In response to an international shortage of kidney donors,
in the latest issue of the American Journal of Bioethics, Paul E. Morrissey, of
Brown University in Rhode Island, suggests removing both kidneys from brain
trauma patients on life-support. Afterward the patient would simply be removed
from life support and allowed to die, and two fresh viable kidneys are then
available for rapid transfer to waiting recipients.
Morrissey's alibi is that "since life without your
kidneys would be short - the argument could be made that the patient is so
close to death anyway, you would not have to describe loss of kidneys as the
cause of death - since the fundamental principle of transplant surgery is
observed as, the Dead Donor Rule: that organ retrieval itself must not be the
cause of death. Morrissey calls his new procedure proposal "pre-mortem
donation."
Morrissey denies that the operation causes death because,
"medically and legally the donor would be alive at the time of surgery (a zombie?) and
would die, only secondary, to irreversible head injury at some interval after the
surgical procedure. He feels this answers the ethical dilemma over organ
donation via euthanasia or criminal execution.
Procuring both kidneys pre-mortem is the wedge for abandoning
the Dead Donor rule. That rule is "an ethical norm that has been formulated in at least two ways: 1) Organ donor must be dead before procurement of organs may begin: 2) Organ procurement itself must not cause the death of the donor.
Morissey's Pre-mortem donation idea, is his suggested way to get around this Dead Donor rule.
Also, the President's Council on Bioethics says, that the legal definition of irreversible cessation of hearbeat and breathing used to justify Donation after Cardiac Death (DCD) and Non Heart Beating Donation (NHBD), has problems.

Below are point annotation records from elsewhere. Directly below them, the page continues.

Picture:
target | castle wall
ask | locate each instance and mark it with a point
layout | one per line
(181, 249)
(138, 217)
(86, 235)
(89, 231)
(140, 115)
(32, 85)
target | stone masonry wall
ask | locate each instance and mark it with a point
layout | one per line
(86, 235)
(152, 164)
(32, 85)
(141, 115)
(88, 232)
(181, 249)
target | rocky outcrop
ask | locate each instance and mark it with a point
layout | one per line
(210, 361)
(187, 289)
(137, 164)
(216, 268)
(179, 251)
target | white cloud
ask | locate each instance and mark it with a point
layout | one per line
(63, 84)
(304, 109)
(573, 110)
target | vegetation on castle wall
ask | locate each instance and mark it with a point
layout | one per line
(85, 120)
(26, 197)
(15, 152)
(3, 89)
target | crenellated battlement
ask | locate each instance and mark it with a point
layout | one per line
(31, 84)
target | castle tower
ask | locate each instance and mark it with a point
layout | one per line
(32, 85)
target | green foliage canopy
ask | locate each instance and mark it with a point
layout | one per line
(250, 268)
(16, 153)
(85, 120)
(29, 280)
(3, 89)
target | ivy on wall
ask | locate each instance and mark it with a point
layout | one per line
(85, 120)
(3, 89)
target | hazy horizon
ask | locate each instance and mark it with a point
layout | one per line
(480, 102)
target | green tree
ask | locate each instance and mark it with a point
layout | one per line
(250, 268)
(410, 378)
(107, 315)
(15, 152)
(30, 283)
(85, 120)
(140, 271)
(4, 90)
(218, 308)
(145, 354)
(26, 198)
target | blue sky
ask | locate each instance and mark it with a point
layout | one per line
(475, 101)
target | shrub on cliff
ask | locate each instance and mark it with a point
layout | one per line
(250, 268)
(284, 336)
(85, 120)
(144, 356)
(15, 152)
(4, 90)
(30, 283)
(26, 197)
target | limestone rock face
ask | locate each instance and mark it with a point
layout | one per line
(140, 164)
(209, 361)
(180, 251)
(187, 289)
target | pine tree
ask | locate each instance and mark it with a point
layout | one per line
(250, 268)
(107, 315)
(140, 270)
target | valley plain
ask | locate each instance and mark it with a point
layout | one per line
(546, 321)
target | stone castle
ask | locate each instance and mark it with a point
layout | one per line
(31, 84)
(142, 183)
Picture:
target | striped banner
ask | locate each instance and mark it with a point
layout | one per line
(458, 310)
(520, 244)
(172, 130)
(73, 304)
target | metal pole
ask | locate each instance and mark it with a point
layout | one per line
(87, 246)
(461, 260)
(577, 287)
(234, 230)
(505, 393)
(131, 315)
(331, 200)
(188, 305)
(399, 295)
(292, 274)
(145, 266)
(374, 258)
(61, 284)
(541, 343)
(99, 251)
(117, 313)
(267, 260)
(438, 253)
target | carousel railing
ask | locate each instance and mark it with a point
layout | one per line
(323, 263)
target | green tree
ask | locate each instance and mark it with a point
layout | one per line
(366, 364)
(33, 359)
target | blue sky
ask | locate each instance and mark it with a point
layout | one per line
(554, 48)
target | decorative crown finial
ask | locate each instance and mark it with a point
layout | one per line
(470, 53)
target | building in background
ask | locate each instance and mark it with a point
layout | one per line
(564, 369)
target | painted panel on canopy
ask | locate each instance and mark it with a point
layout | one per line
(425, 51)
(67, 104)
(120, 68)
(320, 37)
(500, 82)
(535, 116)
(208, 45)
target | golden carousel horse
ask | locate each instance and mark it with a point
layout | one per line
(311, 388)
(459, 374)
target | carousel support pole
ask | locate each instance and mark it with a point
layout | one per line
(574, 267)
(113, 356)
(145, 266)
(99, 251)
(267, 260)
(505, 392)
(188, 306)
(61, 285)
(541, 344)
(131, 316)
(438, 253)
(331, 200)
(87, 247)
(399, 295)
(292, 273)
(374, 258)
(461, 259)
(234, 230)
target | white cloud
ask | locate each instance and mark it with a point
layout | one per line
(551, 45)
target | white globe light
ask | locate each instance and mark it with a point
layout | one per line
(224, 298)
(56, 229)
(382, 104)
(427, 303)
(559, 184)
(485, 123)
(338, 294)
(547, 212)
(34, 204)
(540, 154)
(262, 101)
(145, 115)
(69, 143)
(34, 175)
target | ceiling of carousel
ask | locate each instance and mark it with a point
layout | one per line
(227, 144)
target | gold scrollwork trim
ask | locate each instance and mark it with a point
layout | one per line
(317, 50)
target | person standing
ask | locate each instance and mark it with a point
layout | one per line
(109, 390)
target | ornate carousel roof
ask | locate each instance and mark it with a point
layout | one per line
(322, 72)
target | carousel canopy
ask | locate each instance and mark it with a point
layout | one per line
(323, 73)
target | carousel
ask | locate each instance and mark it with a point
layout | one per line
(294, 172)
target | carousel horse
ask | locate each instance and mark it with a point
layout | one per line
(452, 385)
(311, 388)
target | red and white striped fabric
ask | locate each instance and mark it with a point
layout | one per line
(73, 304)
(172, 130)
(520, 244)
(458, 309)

Most of us have believed the term irreversible to refer to a stopped heart that cannot be re-started - when it actually means there is a deliberate decision NOT to try and restart the heart when it stops - and allow enough time to elapse to ensure the heart will not resume beating on its own. This has led to hearts being harvested from one baby - and re-started in another baby ... horror of horrors!
So if your heart or the heart of a loved one stops, they may not attempt to re-start it in your chest - but rather in another patient's chest. (Don't sign the back of that driver's license.)
Now, the suggestion is, to take both your kidneys, while you are on life-support and still alive. It doesn't matter that you won't live too much longer after the removal of these vital organs - the excuse is simply that you were alive when they removed them. Ok, what is this line of reasoning called?
Human beings have been reduced to utilitarian entities. God forbid you or a loved one end up on a ventilator - or have some other human limitations which label you as less than human in their eyes - because your organs will go on the auction block, and your relatives may want to sell them on Facebook.
I recall the first heart transplants in the early 1970's. Before that, kidney transplants as well as less than vital organs, such as cornea transplants etc. seemed ok to me. But the heart transplants? That one seemed to stretch the limits of what science should do to prolong one persons' life, through the harvesting of an organ from another person.
What is the real motive of science here? This was the question I asked myself back then, as a young woman, who worked with a young man whose father had been one of the early recipients of a heart transplant. At the time, it seemed macabre to me - and the rest of the people in our office.
I recall my brother, who was a real grease-monkey, and loved tinkering with cars and engines in our yard. I specifically recall the day he transferred an entire engine block from one car to another - without the usual mechanical hoists used in regular garages, I might add. Instead, he created his own make-shift hoist, via some heavy chains he threw over a heavy branch of our old oak tree in the front yard. After much sweat, cussing and repeated attempts and failures, he was successful.
But human beings are not cars! Our hearts are not engine blocks, to be hoisted from one vehicle chases to another. Obviously, it was far easier for my brother to switch tires and other mechanical elements from one car to another, without too much trouble - and more importantly, without changing a major defining element of the car. He ended up with the chases of a 1957 Chevy, but it had the engine of another make and model vehicle - which I don't recall today.
Death is an inevitability; science cannot change that reality. Medicine should heal what they can - lessen the suffering of what they can't - but they cannot re-shuffle that deck. And that's exactly what they're trying to do.
From the old Hyppocratic Oath: "I will remember that I do not treat a fever chart, a cancerous growth, but a sick human being."